Иван смотрел на раскачивающийся труп предателя и пытался понять, что толкнуло этого совсем ещё недавно обыкновенного человека на предательство, но не мог. Ведь этот Васька родился здесь, бегал по улице мальцом с другими такими же ребятами, отсвечивая голой задницей. Потом ходил в школу, влюблялся, песни пел, и вот предал. Предал своих же родных, друзей, всех, с кем жил. Ради чего? Страх? Жажда власти, наживы или ещё что-то, о чём знал только он? Может быть. Только вот одного не знал Васька. Того, что за всё в жизни приходится расплачиваться. И смерть в этом случае не всегда самое страшное, а самое страшное – это презрение своего же народа и вечное его проклятие. Так было всегда, так будет и дальше, пока жив человек.
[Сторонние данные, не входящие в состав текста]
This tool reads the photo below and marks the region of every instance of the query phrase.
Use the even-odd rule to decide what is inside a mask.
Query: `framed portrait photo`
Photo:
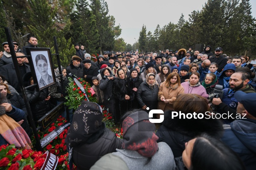
[[[34,84],[39,90],[56,83],[53,65],[49,48],[29,48],[29,59]]]

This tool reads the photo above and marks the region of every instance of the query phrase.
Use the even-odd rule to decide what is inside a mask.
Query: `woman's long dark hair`
[[[119,77],[119,75],[118,74],[118,73],[122,71],[125,73],[125,79],[121,79],[120,77]],[[125,93],[125,94],[127,94],[127,91],[126,90],[126,75],[125,74],[125,71],[122,69],[122,68],[119,68],[116,71],[116,74],[117,74],[117,76],[118,76],[119,81],[118,81],[118,85],[119,86],[119,88],[121,90],[121,91]]]
[[[197,139],[191,153],[190,170],[243,170],[236,154],[221,141],[206,134]]]

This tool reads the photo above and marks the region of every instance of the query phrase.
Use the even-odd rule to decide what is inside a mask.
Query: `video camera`
[[[209,103],[211,105],[211,108],[212,108],[212,111],[216,111],[217,110],[217,106],[212,103],[212,99],[218,98],[220,98],[221,99],[222,99],[222,96],[223,95],[223,86],[222,85],[216,85],[212,92],[209,95],[208,99],[209,101]]]

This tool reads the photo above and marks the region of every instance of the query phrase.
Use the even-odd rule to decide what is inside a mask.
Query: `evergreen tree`
[[[142,26],[142,29],[140,32],[140,37],[139,37],[138,41],[140,42],[140,49],[143,52],[145,52],[146,50],[146,42],[147,41],[147,29],[146,26],[144,24]]]

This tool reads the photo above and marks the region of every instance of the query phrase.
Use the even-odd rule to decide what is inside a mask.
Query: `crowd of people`
[[[70,162],[79,169],[256,167],[255,60],[245,56],[229,57],[222,54],[221,47],[213,53],[207,45],[203,51],[194,51],[192,47],[187,51],[166,49],[159,54],[104,51],[94,62],[84,47],[76,44],[70,64],[61,67],[62,76],[56,76],[57,83],[38,91],[31,86],[34,81],[29,63],[24,57],[26,47],[37,48],[38,41],[32,37],[29,42],[21,50],[13,42],[19,68],[14,67],[7,42],[2,44],[4,51],[0,52],[0,105],[17,127],[31,135],[15,69],[20,71],[24,86],[29,86],[26,94],[35,121],[64,101],[68,94],[60,82],[68,85],[67,75],[71,73],[90,84],[98,103],[105,105],[115,123],[123,128],[123,140],[119,140],[101,122],[102,110],[98,104],[83,102],[79,109],[83,114],[73,114],[73,109],[63,113],[72,122],[66,139],[70,155],[73,155]],[[37,57],[38,71],[48,67],[44,57]],[[38,79],[40,87],[53,82],[54,76],[44,71],[39,71],[41,77]],[[58,68],[55,73],[59,74]],[[220,96],[214,93],[217,85],[222,87]],[[171,116],[173,111],[185,114],[212,112],[213,106],[216,110],[209,113],[209,119]],[[88,108],[95,114],[87,114]],[[18,109],[23,115],[22,119],[12,114]],[[155,125],[148,121],[149,112],[155,109],[163,110],[165,118],[156,133]],[[215,119],[217,113],[221,119]],[[88,128],[84,131],[85,116],[90,121],[86,123]],[[243,116],[245,119],[241,119]],[[8,143],[0,133],[0,137],[5,139],[0,144]]]

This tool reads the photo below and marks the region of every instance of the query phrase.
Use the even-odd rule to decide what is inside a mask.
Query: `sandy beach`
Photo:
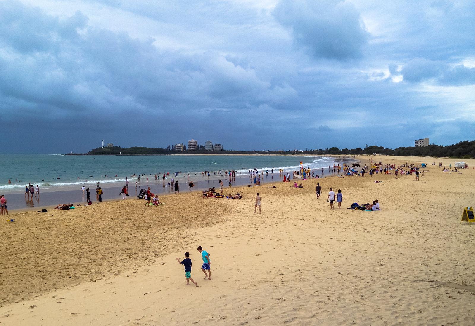
[[[475,224],[460,221],[475,206],[475,160],[460,173],[431,165],[453,159],[375,160],[428,165],[418,181],[335,176],[225,188],[241,199],[184,191],[160,207],[131,197],[10,214],[0,224],[0,324],[473,325]],[[330,187],[341,209],[330,209]],[[377,199],[380,211],[346,209]],[[199,287],[175,260],[186,251]]]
В этот же день хоронили Ломакина. Его подстерегли в огороде и расстреляли в упор двумя выстрелами. Расстреляли хладнокровно, со знанием дела. Первый выстрел сделали из-за кустов. Когда Ломакин упал, к нему подошёл полицай, нагнулся и посмотрел солдату в ещё живые глаза. Ломакин попытался поднять автомат, но не смог. Тогда незнакомец усмехнулся, поднялся и выстрелил ему в голову. Похоронили бойца в ограде церковного кладбища под прощальные залпы винтовок. Похоронили как героя.


Глава 8.


Двадцать седьмого февраля 1943 года по двадцать пятой стрелковой дивизии был издан приказ оставить занимаемый ею плацдарм и отойти к Змиеву. Там необходимо было занять оборону на рубеже Тарановки, Змиева, Замостья, Зидков. На следующий день рано утром дивизия покинула Мерчики и форсированным маршем выдвинулась в сторону южнее Харькова. Такому решению обязывала сложившаяся обстановка. Девятнадцатого февраля немцы перешли в наступление против войск правого крыла Юго-Западного фронта и оттеснили их за Северный Донец. При этом остался открытым левый фланг Воронежского фронта. Гитлеровцы на юго-западе Харькова сгруппировали мощный военный кулак, в разы превосходящий действующие на этом участке части советских войск. Противник готовился нанести сильный удар в этом направлении, и двадцать пятой дивизии необходимо было к нему основательно подготовиться.

Семьдесят восьмой стрелковый полк занял оборону в районе Тарановки. Рота Синельникова приступила к созданию рубежа близ населённого пункта Пролетарский. Иван со своим отделением после восьмидесятикилометрового марша ещё сутки обустраивал окоп, точки для стрельбы из противотанковых ружей, и только потом им удалось немного передохнуть. С питанием в роте было налажено строго, так что горячую кашу бойцы получали регулярно. Иногда не обходилось и без спирта.